The news editor is away on holiday and with the acting news editor working from South Africa, a lot of responsibility has fallen to me. Xmas/new year was certainly the ‘quiet time’, but when 3/4 of the staff is away, the quiet time is anything but slow. I kind of expected to just be told what to edit and when by, but it with the absentees I’m deciding what to edit and when by. Thankfully my more experienced colleague in South Africa takes care of a lot of the commissioning. But a lot of stuff has to be done in the London office and it’s often been down to me to make the brutal edits.

It has all been a bit of a shock – or at least it would have been had I had the time to be shocked. Being a news website, deadlines are daily with publication immediate and feedback (a.k.a. backlash) instant. I turn up for work at 9am – depending on the God-awful London Underground trains – and pretty much go flat out for the next nine hours, with 10-30mins for lunch if I’m lucky. I work till 6:30 most nights, in an effort to clean out my inbox and decide what we might have to run next – thus avoiding a mad panic first thing in the morning.

And I absolutely love it – though I try to avoid saying that as much as possible. Things change and I don’t want to jinx my contentment!

Strange isn’t it? I always thought I would enjoy a straight nine to five, with plenty of time off to do your own thing and minimal responsibility so no-one really cares where you are or what you’re doing. But the last few months have really shown me how much of a difference job satisfaction can make to your life.

I used to dread coming into work, be bored by 11am, treasure my one hour lunch-break ‘oasis’ and count down the hours of boredom before I could finally be released. When I did go home it was with a tension in my shoulders, guilt at not having focused enough during the day and fear of my precious free-time ticking away the moment I stepped out of the office.

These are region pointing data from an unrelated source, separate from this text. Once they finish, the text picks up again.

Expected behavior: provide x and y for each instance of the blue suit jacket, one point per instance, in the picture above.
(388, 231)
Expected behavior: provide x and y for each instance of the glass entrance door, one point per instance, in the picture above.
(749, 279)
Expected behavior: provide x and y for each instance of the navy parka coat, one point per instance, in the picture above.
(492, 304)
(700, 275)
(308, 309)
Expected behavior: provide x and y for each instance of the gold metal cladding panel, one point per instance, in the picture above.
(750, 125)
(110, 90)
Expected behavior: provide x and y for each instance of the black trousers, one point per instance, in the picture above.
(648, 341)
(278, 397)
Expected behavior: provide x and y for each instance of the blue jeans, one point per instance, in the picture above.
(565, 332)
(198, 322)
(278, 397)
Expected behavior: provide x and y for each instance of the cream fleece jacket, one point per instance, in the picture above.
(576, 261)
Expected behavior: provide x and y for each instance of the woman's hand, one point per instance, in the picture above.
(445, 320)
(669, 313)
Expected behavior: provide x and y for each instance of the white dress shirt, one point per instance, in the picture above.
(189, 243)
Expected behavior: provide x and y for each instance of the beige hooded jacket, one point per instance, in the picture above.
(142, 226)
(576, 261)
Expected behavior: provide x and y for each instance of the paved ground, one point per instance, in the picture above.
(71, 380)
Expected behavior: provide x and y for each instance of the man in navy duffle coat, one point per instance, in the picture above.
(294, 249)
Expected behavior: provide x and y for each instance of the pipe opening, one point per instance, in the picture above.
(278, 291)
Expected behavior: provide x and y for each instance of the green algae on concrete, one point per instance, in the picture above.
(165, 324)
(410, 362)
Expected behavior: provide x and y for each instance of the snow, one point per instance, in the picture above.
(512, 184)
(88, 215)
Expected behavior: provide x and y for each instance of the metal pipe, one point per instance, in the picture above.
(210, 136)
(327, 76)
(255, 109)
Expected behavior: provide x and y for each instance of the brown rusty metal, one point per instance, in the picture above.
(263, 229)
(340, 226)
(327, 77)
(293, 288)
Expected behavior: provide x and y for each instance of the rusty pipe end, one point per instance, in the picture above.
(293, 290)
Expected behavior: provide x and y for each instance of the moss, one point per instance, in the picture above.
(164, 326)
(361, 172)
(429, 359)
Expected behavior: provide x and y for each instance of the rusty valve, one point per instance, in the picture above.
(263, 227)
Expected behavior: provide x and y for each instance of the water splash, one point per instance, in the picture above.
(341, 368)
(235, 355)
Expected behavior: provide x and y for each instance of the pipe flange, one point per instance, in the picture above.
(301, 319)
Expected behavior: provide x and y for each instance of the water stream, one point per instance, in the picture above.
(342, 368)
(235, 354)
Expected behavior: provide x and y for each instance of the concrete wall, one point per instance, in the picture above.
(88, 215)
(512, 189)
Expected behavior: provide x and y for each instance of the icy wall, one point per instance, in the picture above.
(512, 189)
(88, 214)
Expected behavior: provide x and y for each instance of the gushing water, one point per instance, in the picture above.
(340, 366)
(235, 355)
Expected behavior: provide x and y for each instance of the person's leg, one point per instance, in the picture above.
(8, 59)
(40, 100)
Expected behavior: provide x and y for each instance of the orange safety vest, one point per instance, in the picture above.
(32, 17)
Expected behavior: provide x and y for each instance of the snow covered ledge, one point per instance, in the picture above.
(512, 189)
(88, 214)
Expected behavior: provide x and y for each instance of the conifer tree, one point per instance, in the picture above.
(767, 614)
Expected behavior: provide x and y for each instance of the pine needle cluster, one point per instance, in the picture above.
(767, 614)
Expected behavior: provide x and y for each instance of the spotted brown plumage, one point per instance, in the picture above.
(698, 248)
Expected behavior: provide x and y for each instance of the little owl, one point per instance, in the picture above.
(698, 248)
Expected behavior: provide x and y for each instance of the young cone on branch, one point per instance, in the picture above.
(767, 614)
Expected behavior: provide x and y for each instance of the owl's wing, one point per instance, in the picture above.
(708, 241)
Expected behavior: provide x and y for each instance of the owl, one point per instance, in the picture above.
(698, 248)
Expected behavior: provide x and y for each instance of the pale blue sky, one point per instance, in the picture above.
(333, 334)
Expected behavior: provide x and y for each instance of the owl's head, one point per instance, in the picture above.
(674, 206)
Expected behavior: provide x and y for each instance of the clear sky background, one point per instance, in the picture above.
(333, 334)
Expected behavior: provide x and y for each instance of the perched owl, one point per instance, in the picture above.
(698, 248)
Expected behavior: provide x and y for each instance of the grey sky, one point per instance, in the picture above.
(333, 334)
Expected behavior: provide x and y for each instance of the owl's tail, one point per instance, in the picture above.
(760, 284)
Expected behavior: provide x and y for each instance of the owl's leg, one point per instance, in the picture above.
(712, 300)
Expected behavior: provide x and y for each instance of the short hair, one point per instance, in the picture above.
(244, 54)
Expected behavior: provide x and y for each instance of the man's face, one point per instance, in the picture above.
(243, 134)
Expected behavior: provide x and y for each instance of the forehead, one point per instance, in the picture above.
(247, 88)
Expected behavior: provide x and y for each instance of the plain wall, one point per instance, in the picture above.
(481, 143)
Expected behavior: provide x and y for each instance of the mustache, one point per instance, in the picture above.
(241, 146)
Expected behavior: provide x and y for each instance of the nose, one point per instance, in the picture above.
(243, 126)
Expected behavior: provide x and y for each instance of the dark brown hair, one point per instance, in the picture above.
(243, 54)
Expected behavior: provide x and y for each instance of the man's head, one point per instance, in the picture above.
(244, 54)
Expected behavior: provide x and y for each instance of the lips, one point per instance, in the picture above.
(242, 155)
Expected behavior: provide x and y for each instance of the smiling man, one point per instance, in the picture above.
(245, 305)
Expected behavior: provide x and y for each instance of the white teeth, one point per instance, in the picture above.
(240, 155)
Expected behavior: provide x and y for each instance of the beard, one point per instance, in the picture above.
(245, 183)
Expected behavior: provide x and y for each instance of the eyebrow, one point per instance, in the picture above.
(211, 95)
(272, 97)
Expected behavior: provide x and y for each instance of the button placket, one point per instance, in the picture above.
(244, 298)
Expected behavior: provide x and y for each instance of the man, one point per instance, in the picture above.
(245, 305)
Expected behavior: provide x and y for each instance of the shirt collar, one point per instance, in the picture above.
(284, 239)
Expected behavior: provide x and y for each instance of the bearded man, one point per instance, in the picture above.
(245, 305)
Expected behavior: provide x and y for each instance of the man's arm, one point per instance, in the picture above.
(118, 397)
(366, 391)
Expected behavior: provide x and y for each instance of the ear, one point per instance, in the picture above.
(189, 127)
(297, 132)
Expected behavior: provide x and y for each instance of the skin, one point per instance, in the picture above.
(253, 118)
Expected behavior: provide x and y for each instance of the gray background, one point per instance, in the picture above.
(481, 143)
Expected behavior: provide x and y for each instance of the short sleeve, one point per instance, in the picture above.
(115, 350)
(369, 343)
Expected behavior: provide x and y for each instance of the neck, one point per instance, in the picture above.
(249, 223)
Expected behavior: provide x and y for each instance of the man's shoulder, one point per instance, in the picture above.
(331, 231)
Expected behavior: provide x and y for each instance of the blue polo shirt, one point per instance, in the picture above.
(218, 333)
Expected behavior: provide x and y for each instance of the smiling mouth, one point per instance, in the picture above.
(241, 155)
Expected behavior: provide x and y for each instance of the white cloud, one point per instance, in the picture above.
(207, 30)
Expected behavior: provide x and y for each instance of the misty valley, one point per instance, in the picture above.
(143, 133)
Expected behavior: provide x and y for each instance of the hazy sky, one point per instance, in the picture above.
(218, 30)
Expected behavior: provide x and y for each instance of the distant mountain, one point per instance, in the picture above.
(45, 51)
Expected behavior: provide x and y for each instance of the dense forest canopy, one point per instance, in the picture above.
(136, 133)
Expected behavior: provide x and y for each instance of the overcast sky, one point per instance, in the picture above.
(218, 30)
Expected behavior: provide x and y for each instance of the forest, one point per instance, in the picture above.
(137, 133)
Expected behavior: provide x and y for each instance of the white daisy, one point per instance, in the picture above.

Despite the longer hours and thorough exhaustion every weeknight, I leave work light on my feet, happy that the day has just flown and satisfied that I have done a good job and confident that (most of) what I’ve done comes completely naturally to me. Only the Oxford Street crowds dampen my high spirits.

I hope this good feeling lasts. The news editor returns next week and I think I’ll be happier keeping some responsibility, but without the need for long hours and a bit more of a lunch break. I’m well aware that things change and a certain amount of routine sets in after several months. But I’m also confident that my confidence will increase as I get used to explaining more complex science and become familiar with the nuances of world politics. The fast pace should also keep me on my toes.

Incidentally, this post keeps up my new years resolutions. Unfortunately, the longer work hours make the Japanese resolution a lot harder to keep to. I’m completely exhausted most nights, so I might reduce the target to a more feasible five hours rather than seven. I did put in four hours today to meet that target.

And on a side note, I went ice skating on Tuesday with friends from my previous job – and I was surprisingly okay. Sure, I looked like an extra Marx brother half the time and sometimes found myself unintentionally going backwards. But I didn’t fall over once and actually managed to build up some speed during the session. Skating still kills my feet, but I’m pleased I have improved on something in my old age.